What's it like having a litter to raise?

Flamingo raised an interesting topic about the amount of work that goes into raising a litter. Not only is there a great deal of anxiety involved in whelping the litter but there is a lot of anxiety in just raising up puppies until they are 8 weeks.

For the first week, the babies have to be kept warm as they can't regulate their body temperature. I sleep in the whelping room just to make sure that no one gets rolled on by a tired and sleepy dam. I've lost several puppies due to one crawling under the dam and being crushed. It generally happens around day 4. I feel that if I can get the puppies to one week of age, then the chances of that happening lessen.

Another issue is making certain that the puppies have enough milk. Some bitches have plenty while others, especially those after a C-section, may not immediately have a lot of milk. On the last litter with Stella, I had to supplement with goat's milk. She simply didn't have enough milk after her C-section to sustain the babies. I weigh the puppies every day to make sure that they are gaining. If they aren't, then I don't hesitate to supplement.

Once the babies are a week old and eating well, I can relax a bit. I finally can sleep in a real bed and get back to work. The bitch will take care of cleaning the puppies and will keep the box clean. Nevertheless, the pads in the box have to be changed every other day.

At 3 and 5 weeks, wormings are done on the babies. If there is any sign of diahrrea, then treatment for coccidia needs to occur. Shots are given at 6 weeks and again at 8 weeks before the puppies go home.

At around 3 weeks, we start the puppies on a weaning formula. I've been using the same formula for a while and it works well. We grind up Pro Plan Lamb and Rice adult food, mix it with hot water, some Half and Half, some apple sauce, and some chicken and rice baby food. It makes a nice yummy gruel that the puppies lap up.

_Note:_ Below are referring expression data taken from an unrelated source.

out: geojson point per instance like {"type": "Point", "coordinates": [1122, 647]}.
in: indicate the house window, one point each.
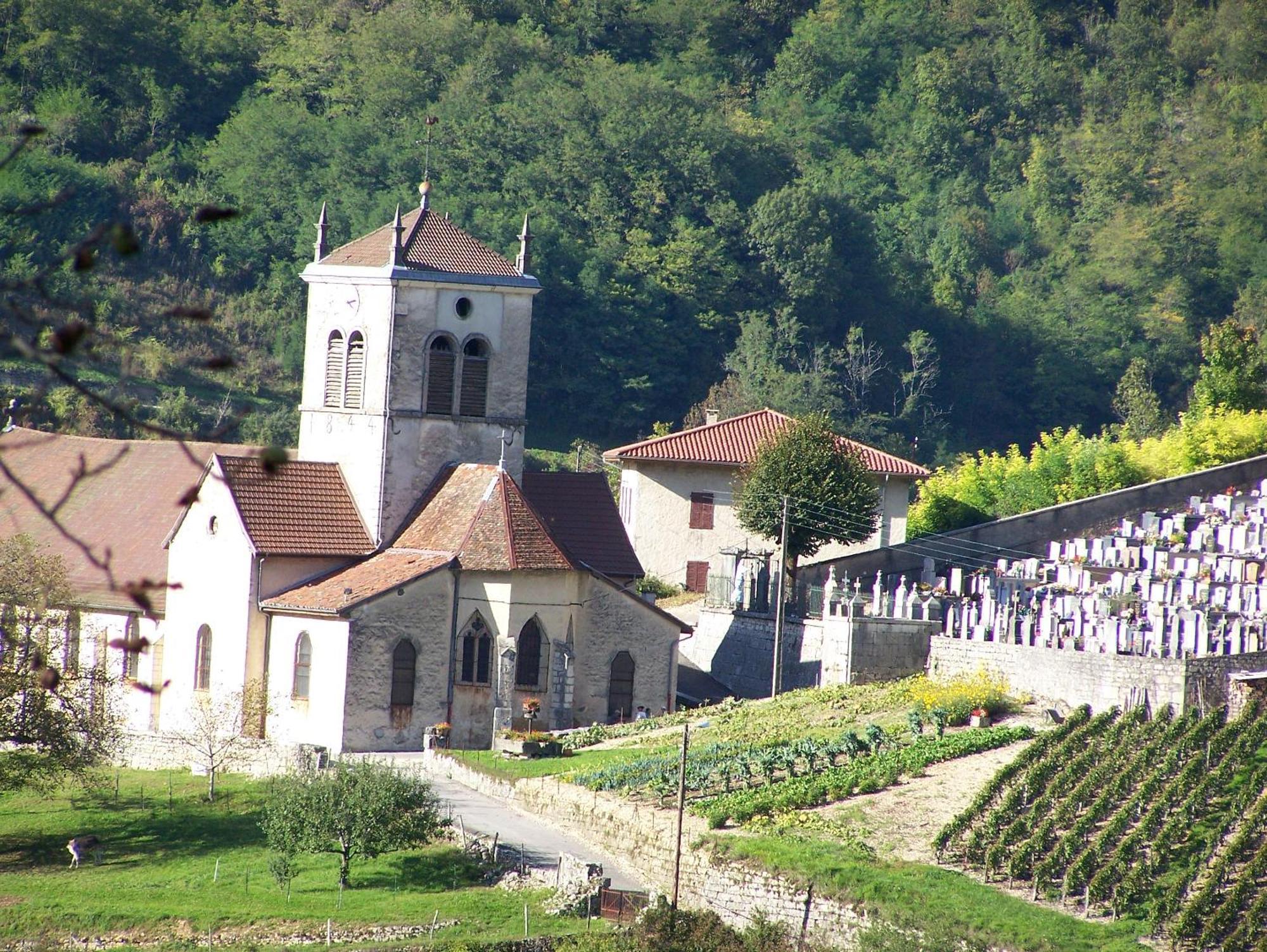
{"type": "Point", "coordinates": [440, 376]}
{"type": "Point", "coordinates": [203, 659]}
{"type": "Point", "coordinates": [477, 652]}
{"type": "Point", "coordinates": [701, 511]}
{"type": "Point", "coordinates": [70, 656]}
{"type": "Point", "coordinates": [697, 576]}
{"type": "Point", "coordinates": [334, 369]}
{"type": "Point", "coordinates": [620, 688]}
{"type": "Point", "coordinates": [528, 661]}
{"type": "Point", "coordinates": [303, 666]}
{"type": "Point", "coordinates": [474, 390]}
{"type": "Point", "coordinates": [131, 649]}
{"type": "Point", "coordinates": [354, 389]}
{"type": "Point", "coordinates": [404, 664]}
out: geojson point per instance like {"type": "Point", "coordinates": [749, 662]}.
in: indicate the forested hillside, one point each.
{"type": "Point", "coordinates": [957, 220]}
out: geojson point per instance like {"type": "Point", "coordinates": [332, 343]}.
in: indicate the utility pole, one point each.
{"type": "Point", "coordinates": [776, 679]}
{"type": "Point", "coordinates": [682, 808]}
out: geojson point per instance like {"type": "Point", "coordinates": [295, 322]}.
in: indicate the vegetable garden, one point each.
{"type": "Point", "coordinates": [1121, 815]}
{"type": "Point", "coordinates": [738, 782]}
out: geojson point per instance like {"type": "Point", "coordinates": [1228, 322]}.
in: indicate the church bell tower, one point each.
{"type": "Point", "coordinates": [416, 356]}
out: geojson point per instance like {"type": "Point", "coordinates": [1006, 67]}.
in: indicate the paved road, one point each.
{"type": "Point", "coordinates": [542, 844]}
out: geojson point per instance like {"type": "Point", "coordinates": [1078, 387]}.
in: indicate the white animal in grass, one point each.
{"type": "Point", "coordinates": [82, 846]}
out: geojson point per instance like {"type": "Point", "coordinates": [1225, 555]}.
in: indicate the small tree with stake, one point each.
{"type": "Point", "coordinates": [355, 811]}
{"type": "Point", "coordinates": [831, 497]}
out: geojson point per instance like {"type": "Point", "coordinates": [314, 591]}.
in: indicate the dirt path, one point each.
{"type": "Point", "coordinates": [901, 821]}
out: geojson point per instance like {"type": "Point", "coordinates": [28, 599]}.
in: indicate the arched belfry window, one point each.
{"type": "Point", "coordinates": [303, 666]}
{"type": "Point", "coordinates": [354, 389]}
{"type": "Point", "coordinates": [442, 367]}
{"type": "Point", "coordinates": [477, 647]}
{"type": "Point", "coordinates": [203, 659]}
{"type": "Point", "coordinates": [529, 656]}
{"type": "Point", "coordinates": [474, 390]}
{"type": "Point", "coordinates": [334, 369]}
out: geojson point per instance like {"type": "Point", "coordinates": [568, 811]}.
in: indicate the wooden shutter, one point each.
{"type": "Point", "coordinates": [474, 397]}
{"type": "Point", "coordinates": [701, 511]}
{"type": "Point", "coordinates": [334, 369]}
{"type": "Point", "coordinates": [697, 576]}
{"type": "Point", "coordinates": [355, 388]}
{"type": "Point", "coordinates": [440, 380]}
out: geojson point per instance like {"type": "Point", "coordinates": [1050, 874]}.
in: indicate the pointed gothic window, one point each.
{"type": "Point", "coordinates": [474, 393]}
{"type": "Point", "coordinates": [203, 659]}
{"type": "Point", "coordinates": [528, 661]}
{"type": "Point", "coordinates": [440, 376]}
{"type": "Point", "coordinates": [334, 369]}
{"type": "Point", "coordinates": [303, 666]}
{"type": "Point", "coordinates": [477, 652]}
{"type": "Point", "coordinates": [355, 388]}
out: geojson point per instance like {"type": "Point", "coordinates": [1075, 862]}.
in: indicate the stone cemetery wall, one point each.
{"type": "Point", "coordinates": [1033, 531]}
{"type": "Point", "coordinates": [1070, 676]}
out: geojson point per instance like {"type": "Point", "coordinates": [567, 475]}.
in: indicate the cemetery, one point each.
{"type": "Point", "coordinates": [1166, 608]}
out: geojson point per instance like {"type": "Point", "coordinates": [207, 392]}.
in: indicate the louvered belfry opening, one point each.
{"type": "Point", "coordinates": [440, 376]}
{"type": "Point", "coordinates": [354, 389]}
{"type": "Point", "coordinates": [334, 369]}
{"type": "Point", "coordinates": [474, 397]}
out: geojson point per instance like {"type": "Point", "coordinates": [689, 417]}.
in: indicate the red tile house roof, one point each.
{"type": "Point", "coordinates": [735, 442]}
{"type": "Point", "coordinates": [298, 509]}
{"type": "Point", "coordinates": [126, 504]}
{"type": "Point", "coordinates": [474, 516]}
{"type": "Point", "coordinates": [580, 512]}
{"type": "Point", "coordinates": [431, 243]}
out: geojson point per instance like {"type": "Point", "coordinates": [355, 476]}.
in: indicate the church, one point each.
{"type": "Point", "coordinates": [401, 570]}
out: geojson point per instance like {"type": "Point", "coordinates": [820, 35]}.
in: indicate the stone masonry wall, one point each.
{"type": "Point", "coordinates": [644, 837]}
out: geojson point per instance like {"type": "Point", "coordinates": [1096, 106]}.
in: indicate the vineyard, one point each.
{"type": "Point", "coordinates": [738, 782]}
{"type": "Point", "coordinates": [1118, 815]}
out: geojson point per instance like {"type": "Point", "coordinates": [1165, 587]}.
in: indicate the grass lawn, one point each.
{"type": "Point", "coordinates": [160, 870]}
{"type": "Point", "coordinates": [497, 765]}
{"type": "Point", "coordinates": [928, 898]}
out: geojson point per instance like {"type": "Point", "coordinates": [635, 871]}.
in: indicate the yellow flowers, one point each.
{"type": "Point", "coordinates": [960, 695]}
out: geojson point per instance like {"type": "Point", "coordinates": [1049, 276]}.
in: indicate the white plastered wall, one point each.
{"type": "Point", "coordinates": [319, 718]}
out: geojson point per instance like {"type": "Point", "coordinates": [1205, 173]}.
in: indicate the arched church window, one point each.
{"type": "Point", "coordinates": [620, 688]}
{"type": "Point", "coordinates": [442, 362]}
{"type": "Point", "coordinates": [334, 369]}
{"type": "Point", "coordinates": [203, 659]}
{"type": "Point", "coordinates": [354, 390]}
{"type": "Point", "coordinates": [303, 666]}
{"type": "Point", "coordinates": [477, 652]}
{"type": "Point", "coordinates": [529, 651]}
{"type": "Point", "coordinates": [404, 663]}
{"type": "Point", "coordinates": [474, 390]}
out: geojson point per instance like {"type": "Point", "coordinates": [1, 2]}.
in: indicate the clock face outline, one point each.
{"type": "Point", "coordinates": [353, 299]}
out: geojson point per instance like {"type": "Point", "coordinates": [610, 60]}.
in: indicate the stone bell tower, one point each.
{"type": "Point", "coordinates": [416, 356]}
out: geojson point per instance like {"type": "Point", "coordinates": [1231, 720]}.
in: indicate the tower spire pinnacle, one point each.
{"type": "Point", "coordinates": [321, 248]}
{"type": "Point", "coordinates": [525, 258]}
{"type": "Point", "coordinates": [397, 238]}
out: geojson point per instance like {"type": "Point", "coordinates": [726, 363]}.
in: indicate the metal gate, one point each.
{"type": "Point", "coordinates": [621, 906]}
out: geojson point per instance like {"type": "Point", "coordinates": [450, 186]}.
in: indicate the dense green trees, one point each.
{"type": "Point", "coordinates": [775, 195]}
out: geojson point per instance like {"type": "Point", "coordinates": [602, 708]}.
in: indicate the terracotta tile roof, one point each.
{"type": "Point", "coordinates": [581, 513]}
{"type": "Point", "coordinates": [478, 513]}
{"type": "Point", "coordinates": [350, 587]}
{"type": "Point", "coordinates": [734, 442]}
{"type": "Point", "coordinates": [433, 243]}
{"type": "Point", "coordinates": [126, 507]}
{"type": "Point", "coordinates": [301, 509]}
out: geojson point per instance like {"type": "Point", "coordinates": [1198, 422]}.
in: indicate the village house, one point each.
{"type": "Point", "coordinates": [677, 500]}
{"type": "Point", "coordinates": [400, 570]}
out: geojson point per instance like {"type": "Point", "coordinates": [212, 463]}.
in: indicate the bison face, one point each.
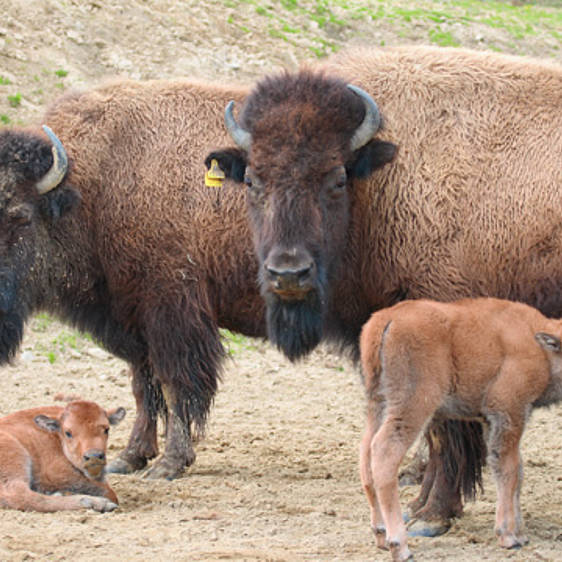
{"type": "Point", "coordinates": [30, 167]}
{"type": "Point", "coordinates": [302, 139]}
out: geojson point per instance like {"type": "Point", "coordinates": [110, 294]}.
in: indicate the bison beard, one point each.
{"type": "Point", "coordinates": [295, 327]}
{"type": "Point", "coordinates": [11, 334]}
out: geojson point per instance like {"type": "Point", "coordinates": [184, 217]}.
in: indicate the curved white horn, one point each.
{"type": "Point", "coordinates": [59, 168]}
{"type": "Point", "coordinates": [239, 135]}
{"type": "Point", "coordinates": [371, 122]}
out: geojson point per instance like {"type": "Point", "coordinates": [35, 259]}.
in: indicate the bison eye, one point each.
{"type": "Point", "coordinates": [339, 184]}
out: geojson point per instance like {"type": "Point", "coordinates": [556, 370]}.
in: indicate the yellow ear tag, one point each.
{"type": "Point", "coordinates": [214, 176]}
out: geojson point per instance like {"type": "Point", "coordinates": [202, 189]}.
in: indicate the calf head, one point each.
{"type": "Point", "coordinates": [301, 140]}
{"type": "Point", "coordinates": [30, 168]}
{"type": "Point", "coordinates": [83, 430]}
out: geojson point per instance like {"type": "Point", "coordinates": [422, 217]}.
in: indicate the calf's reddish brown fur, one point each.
{"type": "Point", "coordinates": [56, 449]}
{"type": "Point", "coordinates": [484, 359]}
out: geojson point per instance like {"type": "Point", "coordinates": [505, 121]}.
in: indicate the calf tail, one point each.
{"type": "Point", "coordinates": [464, 455]}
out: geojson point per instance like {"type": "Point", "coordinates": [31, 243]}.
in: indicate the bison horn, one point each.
{"type": "Point", "coordinates": [59, 168]}
{"type": "Point", "coordinates": [371, 122]}
{"type": "Point", "coordinates": [239, 135]}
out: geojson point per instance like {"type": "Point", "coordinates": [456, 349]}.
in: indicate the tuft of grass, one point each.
{"type": "Point", "coordinates": [14, 100]}
{"type": "Point", "coordinates": [442, 38]}
{"type": "Point", "coordinates": [41, 322]}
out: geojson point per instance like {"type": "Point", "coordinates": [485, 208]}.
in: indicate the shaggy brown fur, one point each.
{"type": "Point", "coordinates": [151, 261]}
{"type": "Point", "coordinates": [470, 359]}
{"type": "Point", "coordinates": [470, 205]}
{"type": "Point", "coordinates": [54, 449]}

Once the solid food starts, then the poop factor increases significantly. Some bitches will continue to clean up but we usually always move the puppies to shavings after 4 weeks. The whelping box is broken down and the puppy pen is cordoned off to make an area for sleeping/eating and an area for eliminating. The puppies get the idea that they are supposed to keep their eating area clean within a couple of days. The shavings and bedding has to be changed often as the puppies get bigger. The amount of output increases dramatically from 6 to 8 weeks.

These are just some of the issues that go into raising puppies. There are tragedies that can occur such as disease outbreaks, snake bites (see earlier entry on this), and congenital problems. Being a breeder requires toughness, courage, persistence, dedication, and a great deal of love.